DaSilva has primary progressive multiple sclerosis, which differs from other forms of MS because the disease course has no distinct relapses, according to the National Multiple Sclerosis Society. It is characterized by a steady worsening of neurological functioning and is incurable.
As DaSilva spoke to ABCNews.com by phone from a film event in Vancouver, he said he continued to have transportation issues.
"It's the same situation," he said. "These things exist and they need to change. Even on this trip I was panicking on how to get to the airport in a car service that could take my wheelchair."
In the documentary, DaSilva is at first able to use just a cane to get around, but is soon reliant on a scooter to go about his filmmaking. He wants to continue living in vibrant New York City, but is hampered when his disability prevents him from gaining access to restaurants and other older buildings that have been granted exemptions from laws requiring wheelchair accessibility.
The subways are "treacherous," he said.
In the seven years it took to make the documentary, he created AXS Map, a mobile app for smartphones that maps handicapped accessibility in cities like New York and can be used not just by those with mobility challenges but the visually and hearing impaired.
The mapping project -- a crowd-sourced platform that is a kind of "Yelp for disabilities" -- continues throughout other cities for the 13.2 million in North America with mobility impairments.
Throughout the film, DaSilva tries to find a medical cure for his MS, even attempting surgery for constrictions in his neck veins that one doctor attributes to MS. But the procedures cure only his headaches, not his disease.
But even that fails and in cinema verite style, the viewer watches his frustration negotiating the locations for his filmmaking and trying to make his hands work well enough to edit on his computer. By film's end, he cannot dress or feed himself.
Today, he relies on the help of voice-activated technologies to help him continue making films and now has numerous interns. "I have to adapt," he said.
"It's definitely gotten worse since the last scene of the film where I am transferring myself onto a chair and am able to lift my arms above my head and point at things," DaSilva said. "Now I need someone to help. My hands are kind of curling up into a ball. Now, it is going after my smaller fine-motor skills."
His voice weakens when he is tired, but on a joyful note, the couple now has an 8-month-old son who has enriched their lives.
Cook, who is 36, said the couple is "surviving" with additional help because of the baby and her husband's needs.
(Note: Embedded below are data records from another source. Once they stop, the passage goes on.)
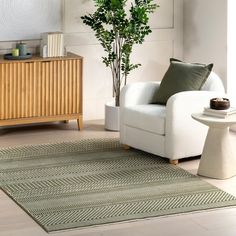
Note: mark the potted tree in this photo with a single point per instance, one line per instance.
(118, 27)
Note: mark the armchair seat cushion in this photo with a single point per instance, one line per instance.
(148, 117)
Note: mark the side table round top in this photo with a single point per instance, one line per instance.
(210, 120)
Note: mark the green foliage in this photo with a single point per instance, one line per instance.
(118, 31)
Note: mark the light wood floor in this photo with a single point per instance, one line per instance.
(15, 222)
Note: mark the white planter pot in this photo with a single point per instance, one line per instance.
(112, 117)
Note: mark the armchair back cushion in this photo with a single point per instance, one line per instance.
(180, 77)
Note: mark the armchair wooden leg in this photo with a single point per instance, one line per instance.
(174, 162)
(126, 147)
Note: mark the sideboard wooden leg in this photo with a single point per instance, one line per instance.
(80, 123)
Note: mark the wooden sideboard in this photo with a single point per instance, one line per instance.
(41, 90)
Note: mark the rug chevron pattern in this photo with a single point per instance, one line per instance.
(91, 182)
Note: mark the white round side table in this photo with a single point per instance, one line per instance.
(218, 159)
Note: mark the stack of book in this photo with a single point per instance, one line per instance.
(52, 44)
(219, 113)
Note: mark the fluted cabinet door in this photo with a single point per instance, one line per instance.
(42, 89)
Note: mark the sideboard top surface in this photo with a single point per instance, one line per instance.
(38, 58)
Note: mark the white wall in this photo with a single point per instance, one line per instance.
(166, 41)
(205, 33)
(231, 51)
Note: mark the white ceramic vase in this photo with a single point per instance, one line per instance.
(112, 117)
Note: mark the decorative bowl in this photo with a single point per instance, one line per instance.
(219, 103)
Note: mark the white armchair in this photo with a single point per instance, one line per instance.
(168, 131)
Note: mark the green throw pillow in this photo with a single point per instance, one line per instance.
(179, 77)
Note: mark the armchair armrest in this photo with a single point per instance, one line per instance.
(138, 93)
(181, 130)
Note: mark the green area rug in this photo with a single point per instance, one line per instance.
(92, 182)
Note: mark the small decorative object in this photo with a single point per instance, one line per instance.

DaSilva's symptoms have worsened significantly in the year since the film wrapped. "Every day is a struggle," she said.
She, too, said she has felt "stuck at home" because the city has not made more efforts to help the disabled. "It's frustrating and making me more of an advocate because I think it's so unnecessary -- these are such small accommodations."
"I think we in the United States are ones to show compassion to the most vulnerable," said Cook. "I don't buy the argument that it costs too much."
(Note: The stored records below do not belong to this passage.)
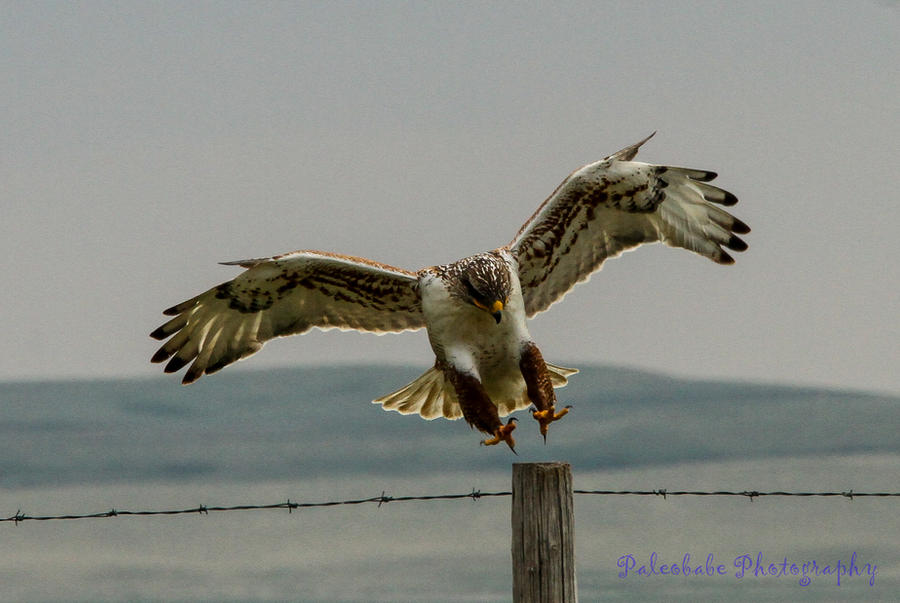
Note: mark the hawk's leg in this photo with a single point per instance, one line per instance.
(540, 388)
(478, 409)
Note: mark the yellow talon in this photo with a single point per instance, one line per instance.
(503, 434)
(545, 417)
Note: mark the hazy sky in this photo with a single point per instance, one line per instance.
(144, 142)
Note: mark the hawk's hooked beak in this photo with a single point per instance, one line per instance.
(497, 310)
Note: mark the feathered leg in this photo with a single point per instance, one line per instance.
(540, 388)
(478, 409)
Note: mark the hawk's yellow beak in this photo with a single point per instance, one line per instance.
(497, 310)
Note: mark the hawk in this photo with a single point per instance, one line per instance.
(474, 310)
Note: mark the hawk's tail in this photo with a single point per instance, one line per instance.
(432, 396)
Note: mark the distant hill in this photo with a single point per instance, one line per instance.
(314, 422)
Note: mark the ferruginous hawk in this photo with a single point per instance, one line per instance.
(475, 309)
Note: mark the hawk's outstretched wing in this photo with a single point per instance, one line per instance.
(611, 206)
(284, 295)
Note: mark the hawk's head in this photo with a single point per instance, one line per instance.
(483, 281)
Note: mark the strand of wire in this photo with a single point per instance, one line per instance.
(19, 516)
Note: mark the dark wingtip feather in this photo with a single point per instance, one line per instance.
(739, 227)
(735, 243)
(724, 258)
(160, 333)
(161, 355)
(192, 375)
(175, 364)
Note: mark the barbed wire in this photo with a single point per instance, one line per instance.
(384, 498)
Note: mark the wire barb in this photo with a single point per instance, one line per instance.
(474, 495)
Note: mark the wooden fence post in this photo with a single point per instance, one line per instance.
(543, 534)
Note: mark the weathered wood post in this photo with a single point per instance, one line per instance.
(543, 539)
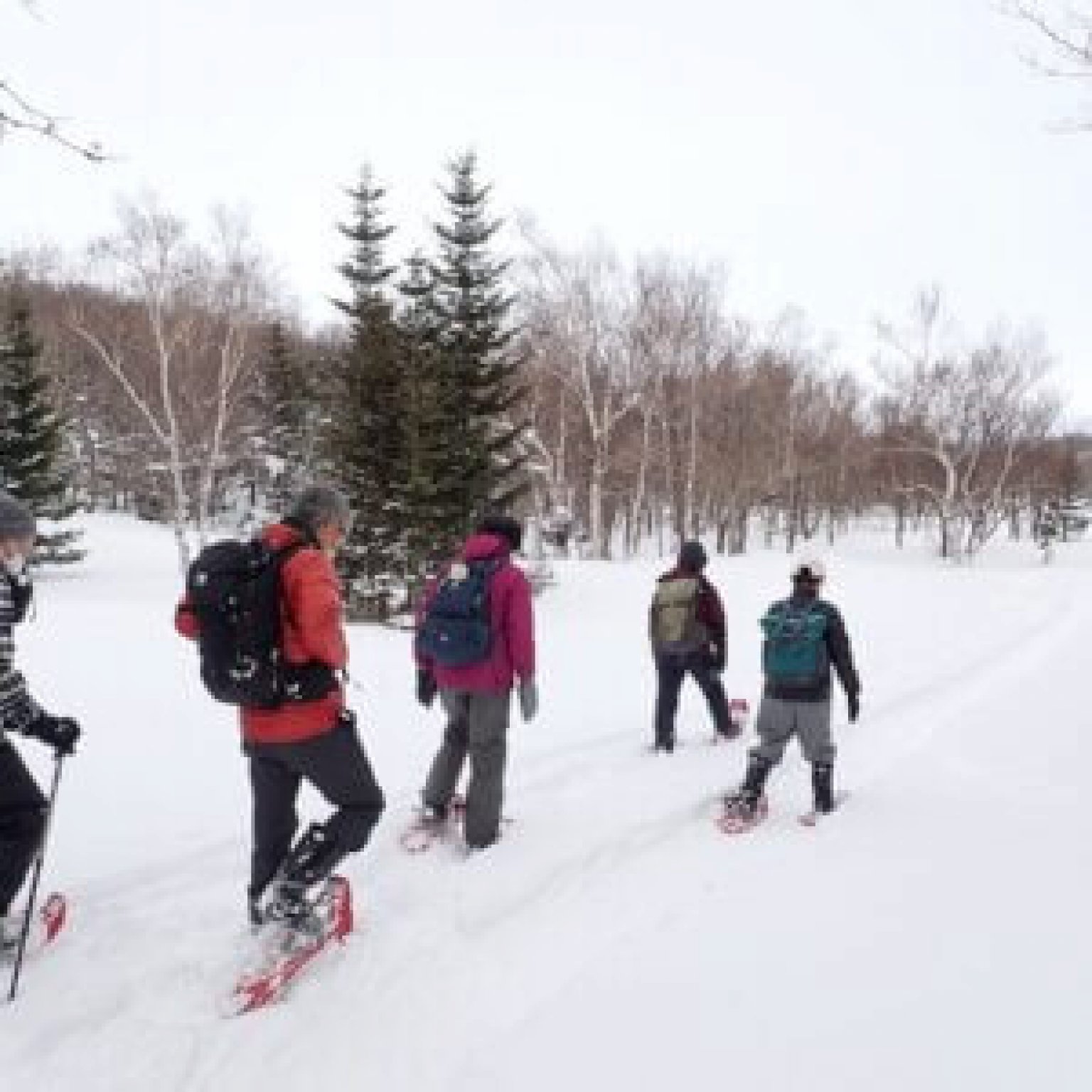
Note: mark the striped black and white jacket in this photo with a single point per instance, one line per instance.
(18, 709)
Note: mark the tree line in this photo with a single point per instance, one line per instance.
(617, 402)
Watching her husband have his "ups and downs."
"The best moments are joyful and we are excited about what we are doing," said Cook. "The biggest thing he gets excited about is his work. Creativity can help you survive, though it's really tough when you are challenged."
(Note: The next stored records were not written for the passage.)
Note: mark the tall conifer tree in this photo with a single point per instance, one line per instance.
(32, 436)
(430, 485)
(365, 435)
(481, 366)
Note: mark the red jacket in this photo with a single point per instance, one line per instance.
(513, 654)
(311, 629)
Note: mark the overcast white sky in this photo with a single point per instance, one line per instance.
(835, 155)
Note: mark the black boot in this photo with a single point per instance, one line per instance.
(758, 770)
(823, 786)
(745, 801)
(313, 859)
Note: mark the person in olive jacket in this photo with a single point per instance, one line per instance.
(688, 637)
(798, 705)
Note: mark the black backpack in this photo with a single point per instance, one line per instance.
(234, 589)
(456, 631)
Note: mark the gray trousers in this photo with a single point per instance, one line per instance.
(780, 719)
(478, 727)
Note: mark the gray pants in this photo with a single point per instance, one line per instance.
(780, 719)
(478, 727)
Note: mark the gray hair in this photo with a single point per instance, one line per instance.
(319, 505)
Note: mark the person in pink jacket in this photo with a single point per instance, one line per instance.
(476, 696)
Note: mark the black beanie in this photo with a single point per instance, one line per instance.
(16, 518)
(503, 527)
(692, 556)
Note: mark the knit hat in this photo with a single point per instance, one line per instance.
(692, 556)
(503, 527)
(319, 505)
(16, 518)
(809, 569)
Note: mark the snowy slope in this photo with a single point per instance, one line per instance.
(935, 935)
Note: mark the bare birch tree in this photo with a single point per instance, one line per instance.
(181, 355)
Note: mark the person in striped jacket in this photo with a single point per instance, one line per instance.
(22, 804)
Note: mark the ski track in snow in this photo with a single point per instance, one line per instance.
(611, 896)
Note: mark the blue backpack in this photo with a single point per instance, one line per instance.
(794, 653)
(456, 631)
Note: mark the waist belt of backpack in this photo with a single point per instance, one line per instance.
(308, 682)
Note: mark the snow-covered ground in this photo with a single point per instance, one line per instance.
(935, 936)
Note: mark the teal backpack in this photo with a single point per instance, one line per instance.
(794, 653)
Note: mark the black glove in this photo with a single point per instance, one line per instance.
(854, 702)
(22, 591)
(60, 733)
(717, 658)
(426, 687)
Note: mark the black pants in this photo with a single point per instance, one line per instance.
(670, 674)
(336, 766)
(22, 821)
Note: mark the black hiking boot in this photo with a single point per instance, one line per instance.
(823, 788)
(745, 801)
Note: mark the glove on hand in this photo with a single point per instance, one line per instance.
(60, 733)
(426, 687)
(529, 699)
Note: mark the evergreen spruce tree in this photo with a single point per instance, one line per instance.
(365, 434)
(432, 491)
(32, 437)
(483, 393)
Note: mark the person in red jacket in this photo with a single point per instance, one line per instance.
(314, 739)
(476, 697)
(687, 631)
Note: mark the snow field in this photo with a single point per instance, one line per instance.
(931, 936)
Both were thrilled that DaSilva's next film, which also addresses the needs of the disabled, has received funding.
"But the feelings of frustration and isolation aren't going away," said DaSilva. "I don't think the fight is over -- that's really the big message. I feel like this is a battle in a way. I am not going to stop until people know what we are going through as people who are disabled and have mobility challenges.
"Just because the film is finished, doesn't mean I am going to stop," he said.